The line between med error and crime?

Published

When do you cross it?

I mean, I hear every nurse will make at least one and if a nurse tells you they haven't, they are lying.

So, what determines whether or not you are charged with a crime or if it is simply an error? Does the patient have to suffer permanant damage or die?

Specializes in Geriatrics, Cardiac, ICU.
There was a case in Fort Worth last year where a doctor was found guilty of criminally negligent homocide (I think) because she did something to a breathing tube to cause a patient to die. Can't remember the details, but the doctor's defense was that the patient was actively dying, the breathing was just agonal respirations, and she wasn't going to take up a scarce ICU bed with that patient. It was a nurse who told on her, but the doctor didn't deny anything, just said it was proper. The jury disagreed, as did the medical board (she lost her license).

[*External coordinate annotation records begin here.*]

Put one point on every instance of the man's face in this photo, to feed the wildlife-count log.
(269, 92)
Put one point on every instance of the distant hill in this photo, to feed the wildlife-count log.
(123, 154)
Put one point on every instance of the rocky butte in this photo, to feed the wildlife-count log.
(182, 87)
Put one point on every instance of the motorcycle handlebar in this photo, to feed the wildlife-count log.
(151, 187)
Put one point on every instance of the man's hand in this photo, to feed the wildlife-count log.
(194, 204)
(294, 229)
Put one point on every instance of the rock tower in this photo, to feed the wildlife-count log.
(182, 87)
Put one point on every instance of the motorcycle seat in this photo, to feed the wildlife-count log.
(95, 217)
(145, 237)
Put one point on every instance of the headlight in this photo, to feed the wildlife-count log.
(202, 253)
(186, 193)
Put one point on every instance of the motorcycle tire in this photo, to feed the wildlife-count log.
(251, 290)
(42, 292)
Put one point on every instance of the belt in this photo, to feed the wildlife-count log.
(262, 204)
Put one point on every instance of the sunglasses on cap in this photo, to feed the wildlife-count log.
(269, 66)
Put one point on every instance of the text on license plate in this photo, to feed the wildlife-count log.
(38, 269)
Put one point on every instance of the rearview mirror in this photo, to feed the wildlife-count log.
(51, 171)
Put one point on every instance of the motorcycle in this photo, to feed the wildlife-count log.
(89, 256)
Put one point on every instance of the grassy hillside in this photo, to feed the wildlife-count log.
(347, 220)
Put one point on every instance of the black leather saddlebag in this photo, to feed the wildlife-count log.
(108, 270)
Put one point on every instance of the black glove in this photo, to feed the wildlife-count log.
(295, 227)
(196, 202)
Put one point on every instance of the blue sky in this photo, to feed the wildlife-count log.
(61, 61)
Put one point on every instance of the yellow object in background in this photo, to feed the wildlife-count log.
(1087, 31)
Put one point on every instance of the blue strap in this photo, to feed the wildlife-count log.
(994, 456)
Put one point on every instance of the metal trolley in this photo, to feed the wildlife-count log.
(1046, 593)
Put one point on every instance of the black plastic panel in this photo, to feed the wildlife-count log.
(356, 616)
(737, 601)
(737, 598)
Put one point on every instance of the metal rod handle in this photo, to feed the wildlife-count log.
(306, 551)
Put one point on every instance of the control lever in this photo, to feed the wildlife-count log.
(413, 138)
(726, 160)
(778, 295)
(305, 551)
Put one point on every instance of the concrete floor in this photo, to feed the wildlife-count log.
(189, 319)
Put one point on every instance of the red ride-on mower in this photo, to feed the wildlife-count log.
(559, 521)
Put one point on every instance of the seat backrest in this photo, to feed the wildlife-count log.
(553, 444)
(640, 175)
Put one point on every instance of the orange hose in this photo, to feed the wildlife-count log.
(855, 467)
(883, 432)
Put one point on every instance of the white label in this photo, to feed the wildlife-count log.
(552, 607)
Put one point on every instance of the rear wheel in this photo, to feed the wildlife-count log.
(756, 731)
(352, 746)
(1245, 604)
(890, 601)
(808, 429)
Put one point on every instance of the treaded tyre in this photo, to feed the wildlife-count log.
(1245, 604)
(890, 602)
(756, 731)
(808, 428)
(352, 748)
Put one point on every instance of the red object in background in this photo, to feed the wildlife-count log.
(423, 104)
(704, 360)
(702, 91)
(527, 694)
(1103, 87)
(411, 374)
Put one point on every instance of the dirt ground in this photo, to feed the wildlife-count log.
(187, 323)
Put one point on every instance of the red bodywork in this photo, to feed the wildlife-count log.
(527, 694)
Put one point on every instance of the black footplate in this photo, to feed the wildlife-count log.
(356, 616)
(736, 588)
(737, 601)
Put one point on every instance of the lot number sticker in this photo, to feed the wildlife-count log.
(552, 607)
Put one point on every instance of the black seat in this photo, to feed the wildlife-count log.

What do you folks think about that?

Sounds like they made the right decision by taking the license.

I am a nursing student and find posts such as these such a learning experience! Can all you staff nurses please help me out with a few questions that I need for a paper I am working on?

1. What did you learn about med errors in your nurisng program?

2. What do you believe is the frequency of med errors?

3. How often do you believe errors don't get reported by nurses?

4. What do you feel are the reasons they go unreported?

5. What is the procedure if an error occurs?

6. What do you feel would be the most helpful information to give a new graduate to prevent med errors?

7. How are med errors used to continuously improve client care?

8. What has been the most fatal med error that you know of?

9. In your opinion, what do you define as a med error?

Thanks in advance for sharing!

Specializes in Critical Care.
I am a nursing student and find posts such as these such a learning experience! Can all you staff nurses please help me out with a few questions that I need for a paper I am working on?

1. What did you learn about med errors in your nurisng program?

2. What do you believe is the frequency of med errors?

3. How often do you believe errors don't get reported by nurses?

4. What do you feel are the reasons they go unreported?

5. What is the procedure if an error occurs?

6. What do you feel would be the most helpful information to give a new graduate to prevent med errors?

7. How are med errors used to continuously improve client care?

8. What has been the most fatal med error that you know of?

9. In your opinion, what do you define as a med error?

Thanks in advance for sharing!

You should really start your own thread for this.

1. I was taught that a med error is a violation of the 6 rights: person/drug/dose/time/route/documentation. Making such an error is serious and could/would result in being dropped from the program.

2. They happen. They are not rare. But I would think that they are neither common nor uncommon but somewhere in between.

3. More often than not. Maybe reported 5% of the time. That would be my guess.

4. Reporting is punitive, even if they say it's not.

5. Call MD, write an Incident Report along w/ a Medication Variance report.

6. Follow the 6 rights. Look up any med you don't know until you know it. Question anything you don't understand. Until you know better, follow the 'rule of 2': if you have to give more than 2 (pills/vials/amps) of anything, check with someone first.

7. All errors are looked at for improvement in the process.

8. Potassium by IV bolus.

9. A violation of the 6 rights.

~faith,

Timothy.

Thank you for sharing the information. Sorry, I didn't mean to step on any toes.

Zashagalka, That is very interesting that you should bring up Duke. I had a friend who went to work there soon after graduating from Nursing School with a BSN. She was working 12-hr. shifts and made more than one med. error. The staff there was anything but supportive or helpful. She left there pretty broken up in pieces, at my suggestion. Talk about nurses eating their young! I thought that was a prime example.

RetiredMSN

Specializes in private duty/home health, med/surg.

ITA with previous posts that talked about intent. If a true med error is committed, it seems that a case could be made that it becomes a crime depending on how the nurse (or any other facility staff) handle the situation after the fact. If the error is covered up, especially if there is an adverse event, it crosses the line to crime.